Il n'y a pas de héros dans ce livre, car le personnage central, Vavitch, devient policier. Par goût de l'uniforme, par mauvaise humeur, par amertume. Par attirance pour le cri et la violence, la schlague. Il n'est pas mauvais, il a une femme gentille, dont il est amoureux - seulement, quelque chose manque, à l'intérieur, qui le ferait exister, à ses propres yeux comme à ceux des autres. Il se sent minable, et le devient donc. Il a peur de ne pas savoir parler, s'asseoir, porter le sabre; il est fier et honteux à la fois, comme un adolescent, il voudrait qu'on le respecte, et tout le monde s'en fout. Alors quand il sort dans la rue, il hurle et frappe fort.
Il y a un autre pivot du livre, Bachkine. Lui est arrêté; on le cogne jusqu'à ce qu'il ne soit plus qu'un cadavre vivant; et puis on lui donne le choix: soit il devient indic, soit on continue. Technique imparable, mais imparfaite: Bachkine devient un indic de mauvaise qualité, comme ils le sont tous. Il n'y a pas chez lui ce trou, cette lacune dans la virilité qui fait le flic idéal.

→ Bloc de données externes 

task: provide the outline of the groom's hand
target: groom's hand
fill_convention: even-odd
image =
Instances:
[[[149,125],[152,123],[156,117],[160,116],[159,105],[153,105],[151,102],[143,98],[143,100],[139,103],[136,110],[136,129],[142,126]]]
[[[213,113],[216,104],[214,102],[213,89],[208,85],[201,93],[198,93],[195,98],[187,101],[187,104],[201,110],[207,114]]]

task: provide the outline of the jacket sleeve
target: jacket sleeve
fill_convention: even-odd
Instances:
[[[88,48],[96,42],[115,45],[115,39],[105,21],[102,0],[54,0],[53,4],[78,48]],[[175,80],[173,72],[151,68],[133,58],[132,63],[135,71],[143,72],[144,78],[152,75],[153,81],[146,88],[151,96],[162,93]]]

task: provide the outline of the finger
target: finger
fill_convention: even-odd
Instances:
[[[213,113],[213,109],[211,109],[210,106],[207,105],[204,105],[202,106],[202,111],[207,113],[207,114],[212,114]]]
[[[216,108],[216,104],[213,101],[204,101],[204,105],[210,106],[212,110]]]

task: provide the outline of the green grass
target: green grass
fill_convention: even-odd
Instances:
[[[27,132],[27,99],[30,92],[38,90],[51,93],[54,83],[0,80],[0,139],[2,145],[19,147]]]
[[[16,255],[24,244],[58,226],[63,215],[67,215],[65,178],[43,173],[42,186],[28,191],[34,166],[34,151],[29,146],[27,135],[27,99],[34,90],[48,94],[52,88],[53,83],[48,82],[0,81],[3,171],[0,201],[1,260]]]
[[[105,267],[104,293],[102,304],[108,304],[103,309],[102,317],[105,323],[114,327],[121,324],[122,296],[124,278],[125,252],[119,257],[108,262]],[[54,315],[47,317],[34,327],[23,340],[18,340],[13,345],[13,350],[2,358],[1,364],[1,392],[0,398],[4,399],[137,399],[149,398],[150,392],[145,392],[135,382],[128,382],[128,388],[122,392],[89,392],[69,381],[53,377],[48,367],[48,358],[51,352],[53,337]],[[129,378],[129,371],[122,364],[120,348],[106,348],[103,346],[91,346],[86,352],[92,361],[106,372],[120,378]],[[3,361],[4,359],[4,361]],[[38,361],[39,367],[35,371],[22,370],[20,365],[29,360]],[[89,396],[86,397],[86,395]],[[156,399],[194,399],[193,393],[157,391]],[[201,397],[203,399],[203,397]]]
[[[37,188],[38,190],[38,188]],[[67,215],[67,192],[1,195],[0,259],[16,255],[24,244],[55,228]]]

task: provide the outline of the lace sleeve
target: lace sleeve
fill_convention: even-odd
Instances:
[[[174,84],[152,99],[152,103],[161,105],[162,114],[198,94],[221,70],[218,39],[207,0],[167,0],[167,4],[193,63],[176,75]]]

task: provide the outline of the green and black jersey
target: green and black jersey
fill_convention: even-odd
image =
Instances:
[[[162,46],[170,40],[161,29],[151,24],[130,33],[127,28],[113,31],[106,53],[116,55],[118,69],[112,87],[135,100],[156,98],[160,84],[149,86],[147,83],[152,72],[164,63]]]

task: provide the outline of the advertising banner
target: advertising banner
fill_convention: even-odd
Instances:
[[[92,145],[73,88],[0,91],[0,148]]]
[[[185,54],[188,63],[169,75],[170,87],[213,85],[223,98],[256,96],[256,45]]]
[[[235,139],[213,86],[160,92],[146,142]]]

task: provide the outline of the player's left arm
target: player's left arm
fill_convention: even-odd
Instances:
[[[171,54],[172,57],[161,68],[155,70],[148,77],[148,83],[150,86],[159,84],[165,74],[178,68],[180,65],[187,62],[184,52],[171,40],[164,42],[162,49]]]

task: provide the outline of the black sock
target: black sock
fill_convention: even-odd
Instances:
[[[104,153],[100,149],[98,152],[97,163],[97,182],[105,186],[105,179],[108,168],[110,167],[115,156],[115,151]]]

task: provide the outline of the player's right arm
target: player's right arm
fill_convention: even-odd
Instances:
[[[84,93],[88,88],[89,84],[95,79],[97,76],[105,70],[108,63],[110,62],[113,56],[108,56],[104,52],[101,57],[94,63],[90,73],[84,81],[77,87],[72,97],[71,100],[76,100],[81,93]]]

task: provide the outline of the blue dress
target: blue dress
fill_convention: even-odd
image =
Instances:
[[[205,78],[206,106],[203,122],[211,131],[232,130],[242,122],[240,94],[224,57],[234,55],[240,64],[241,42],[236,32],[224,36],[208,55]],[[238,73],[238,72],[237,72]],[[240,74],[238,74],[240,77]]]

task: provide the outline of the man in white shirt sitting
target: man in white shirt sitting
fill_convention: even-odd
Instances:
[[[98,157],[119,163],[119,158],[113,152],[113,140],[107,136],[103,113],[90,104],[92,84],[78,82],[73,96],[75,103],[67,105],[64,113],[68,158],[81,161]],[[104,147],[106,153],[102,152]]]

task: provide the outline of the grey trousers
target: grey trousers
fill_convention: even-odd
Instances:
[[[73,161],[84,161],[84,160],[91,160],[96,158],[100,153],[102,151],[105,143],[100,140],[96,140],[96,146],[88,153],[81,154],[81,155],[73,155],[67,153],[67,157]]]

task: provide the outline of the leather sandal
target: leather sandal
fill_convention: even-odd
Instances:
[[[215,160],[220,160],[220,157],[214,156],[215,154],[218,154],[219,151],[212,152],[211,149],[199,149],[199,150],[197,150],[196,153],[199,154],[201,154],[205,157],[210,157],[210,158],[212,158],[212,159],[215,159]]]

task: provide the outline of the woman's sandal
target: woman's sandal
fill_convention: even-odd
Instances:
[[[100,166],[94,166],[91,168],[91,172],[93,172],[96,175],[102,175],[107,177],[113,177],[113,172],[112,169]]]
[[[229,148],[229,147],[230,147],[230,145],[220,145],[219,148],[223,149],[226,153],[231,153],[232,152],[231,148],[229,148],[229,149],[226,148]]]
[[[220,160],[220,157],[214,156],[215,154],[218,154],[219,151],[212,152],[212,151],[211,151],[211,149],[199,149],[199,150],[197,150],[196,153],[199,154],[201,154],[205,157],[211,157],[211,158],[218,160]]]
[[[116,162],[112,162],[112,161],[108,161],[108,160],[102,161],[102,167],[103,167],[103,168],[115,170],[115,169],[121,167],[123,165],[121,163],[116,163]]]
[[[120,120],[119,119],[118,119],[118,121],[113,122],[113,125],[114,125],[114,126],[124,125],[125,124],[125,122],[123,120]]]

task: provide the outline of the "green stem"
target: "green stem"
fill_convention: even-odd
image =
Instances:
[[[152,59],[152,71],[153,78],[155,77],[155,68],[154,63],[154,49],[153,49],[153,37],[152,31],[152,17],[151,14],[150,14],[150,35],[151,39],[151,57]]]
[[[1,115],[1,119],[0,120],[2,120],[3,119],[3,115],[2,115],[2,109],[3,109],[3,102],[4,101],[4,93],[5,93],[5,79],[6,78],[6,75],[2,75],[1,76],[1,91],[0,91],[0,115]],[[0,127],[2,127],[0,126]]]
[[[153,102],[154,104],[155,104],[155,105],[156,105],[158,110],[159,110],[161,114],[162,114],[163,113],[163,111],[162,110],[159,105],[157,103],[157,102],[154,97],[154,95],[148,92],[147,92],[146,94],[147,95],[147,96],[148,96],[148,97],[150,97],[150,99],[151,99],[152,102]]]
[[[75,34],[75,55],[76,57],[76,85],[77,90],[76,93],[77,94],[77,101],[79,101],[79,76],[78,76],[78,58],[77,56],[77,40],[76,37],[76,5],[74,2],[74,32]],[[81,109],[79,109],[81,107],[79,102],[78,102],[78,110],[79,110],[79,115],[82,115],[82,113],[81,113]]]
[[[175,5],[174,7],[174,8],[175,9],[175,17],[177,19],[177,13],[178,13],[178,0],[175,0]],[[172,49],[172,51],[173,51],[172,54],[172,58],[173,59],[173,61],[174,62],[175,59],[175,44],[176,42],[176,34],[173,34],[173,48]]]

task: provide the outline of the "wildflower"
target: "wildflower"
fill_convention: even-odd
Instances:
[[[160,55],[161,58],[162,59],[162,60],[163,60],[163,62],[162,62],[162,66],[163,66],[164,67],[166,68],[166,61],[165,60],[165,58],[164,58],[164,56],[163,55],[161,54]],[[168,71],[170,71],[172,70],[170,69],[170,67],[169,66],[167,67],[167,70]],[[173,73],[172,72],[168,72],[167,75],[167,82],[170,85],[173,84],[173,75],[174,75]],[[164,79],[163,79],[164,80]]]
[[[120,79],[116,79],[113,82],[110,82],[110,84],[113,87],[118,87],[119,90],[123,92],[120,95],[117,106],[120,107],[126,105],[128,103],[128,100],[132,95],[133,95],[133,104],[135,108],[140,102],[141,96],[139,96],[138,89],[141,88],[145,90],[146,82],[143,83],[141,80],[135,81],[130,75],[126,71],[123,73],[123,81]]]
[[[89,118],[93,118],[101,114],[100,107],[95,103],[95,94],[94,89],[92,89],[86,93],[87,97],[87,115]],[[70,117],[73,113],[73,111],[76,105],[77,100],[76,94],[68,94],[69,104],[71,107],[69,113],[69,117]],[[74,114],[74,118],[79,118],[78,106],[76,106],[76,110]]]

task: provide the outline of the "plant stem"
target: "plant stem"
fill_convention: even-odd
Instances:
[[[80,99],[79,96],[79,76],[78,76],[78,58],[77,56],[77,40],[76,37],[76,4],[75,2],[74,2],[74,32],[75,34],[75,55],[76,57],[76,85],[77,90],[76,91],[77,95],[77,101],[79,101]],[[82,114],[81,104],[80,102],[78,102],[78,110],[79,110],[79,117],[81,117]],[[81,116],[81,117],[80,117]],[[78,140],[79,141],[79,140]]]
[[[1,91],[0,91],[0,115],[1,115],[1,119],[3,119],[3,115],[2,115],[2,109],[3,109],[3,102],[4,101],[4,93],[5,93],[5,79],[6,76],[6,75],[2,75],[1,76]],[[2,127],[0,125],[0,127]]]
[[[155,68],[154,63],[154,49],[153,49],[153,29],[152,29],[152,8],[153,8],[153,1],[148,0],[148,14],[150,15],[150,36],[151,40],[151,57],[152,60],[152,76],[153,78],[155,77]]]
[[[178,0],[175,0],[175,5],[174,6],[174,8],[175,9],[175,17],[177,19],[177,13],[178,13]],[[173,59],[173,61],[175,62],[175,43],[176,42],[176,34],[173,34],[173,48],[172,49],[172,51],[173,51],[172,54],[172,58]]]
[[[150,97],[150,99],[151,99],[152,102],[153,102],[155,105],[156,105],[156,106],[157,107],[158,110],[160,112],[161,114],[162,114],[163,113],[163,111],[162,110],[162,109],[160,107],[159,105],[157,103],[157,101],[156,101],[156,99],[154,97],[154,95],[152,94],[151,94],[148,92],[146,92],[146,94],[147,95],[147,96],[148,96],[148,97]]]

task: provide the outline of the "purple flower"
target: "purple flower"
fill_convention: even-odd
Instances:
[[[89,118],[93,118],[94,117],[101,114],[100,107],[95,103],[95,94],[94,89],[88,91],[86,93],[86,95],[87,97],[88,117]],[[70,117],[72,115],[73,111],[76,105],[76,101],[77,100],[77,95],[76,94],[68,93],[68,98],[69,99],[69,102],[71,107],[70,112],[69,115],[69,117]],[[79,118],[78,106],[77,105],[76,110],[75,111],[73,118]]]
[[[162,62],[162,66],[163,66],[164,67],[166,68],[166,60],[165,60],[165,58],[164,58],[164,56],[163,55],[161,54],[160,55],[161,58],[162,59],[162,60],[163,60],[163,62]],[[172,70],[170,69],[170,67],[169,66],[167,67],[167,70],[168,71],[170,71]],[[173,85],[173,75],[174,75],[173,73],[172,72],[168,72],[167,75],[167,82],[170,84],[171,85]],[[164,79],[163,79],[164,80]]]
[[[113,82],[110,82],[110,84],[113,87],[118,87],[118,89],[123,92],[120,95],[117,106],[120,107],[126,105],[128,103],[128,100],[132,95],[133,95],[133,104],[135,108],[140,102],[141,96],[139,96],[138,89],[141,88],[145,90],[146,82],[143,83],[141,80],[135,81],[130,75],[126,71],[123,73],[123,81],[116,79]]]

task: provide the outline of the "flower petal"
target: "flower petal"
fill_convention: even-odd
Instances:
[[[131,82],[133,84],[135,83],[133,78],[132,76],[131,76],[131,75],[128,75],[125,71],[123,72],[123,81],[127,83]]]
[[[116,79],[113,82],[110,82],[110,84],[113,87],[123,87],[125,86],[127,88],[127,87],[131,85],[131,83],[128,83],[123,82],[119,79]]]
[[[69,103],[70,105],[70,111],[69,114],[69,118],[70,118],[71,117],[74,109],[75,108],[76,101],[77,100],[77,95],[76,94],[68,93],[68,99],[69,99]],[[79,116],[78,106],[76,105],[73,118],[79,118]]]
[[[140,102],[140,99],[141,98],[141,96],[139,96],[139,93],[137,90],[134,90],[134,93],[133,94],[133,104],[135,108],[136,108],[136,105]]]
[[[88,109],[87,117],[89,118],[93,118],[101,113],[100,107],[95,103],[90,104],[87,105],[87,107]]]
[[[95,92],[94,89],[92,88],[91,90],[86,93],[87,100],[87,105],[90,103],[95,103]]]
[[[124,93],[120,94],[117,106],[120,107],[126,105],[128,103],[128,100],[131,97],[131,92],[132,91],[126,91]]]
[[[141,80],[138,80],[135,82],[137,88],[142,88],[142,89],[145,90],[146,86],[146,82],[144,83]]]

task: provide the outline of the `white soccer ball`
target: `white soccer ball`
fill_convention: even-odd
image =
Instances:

Et puis, il y a les militants, les lâches, les rigolos, les indécis, les fanatiques, les clairvoyants. Les vieilles femmes qui ne comprennent rien, tous ces gens, le peuple. Même les objets regardent les Russes se soulever. Car dans Jitkov, tout a une âme. «La nuit suffoque, l'orage mûrit», les amandes ont une odeur «paisibk et joyeuse», le «dos gras du saumon décapité luit de confusion» et «d'effroi, les bouteilles poussent un «ho» sonore». -extrait du «Nouvel Observateur» du 4 septembre 2008
La littérature de la défunte Union Soviétique n’en finit pas de révéler ses mystères :
côté des dissidents auréolés du prestige de la clandestinité, émergent des écrivains au double visage, l’un souriant au Tsar du communisme, l’autre jetant un regard sans concession sur l’Idéal officiel.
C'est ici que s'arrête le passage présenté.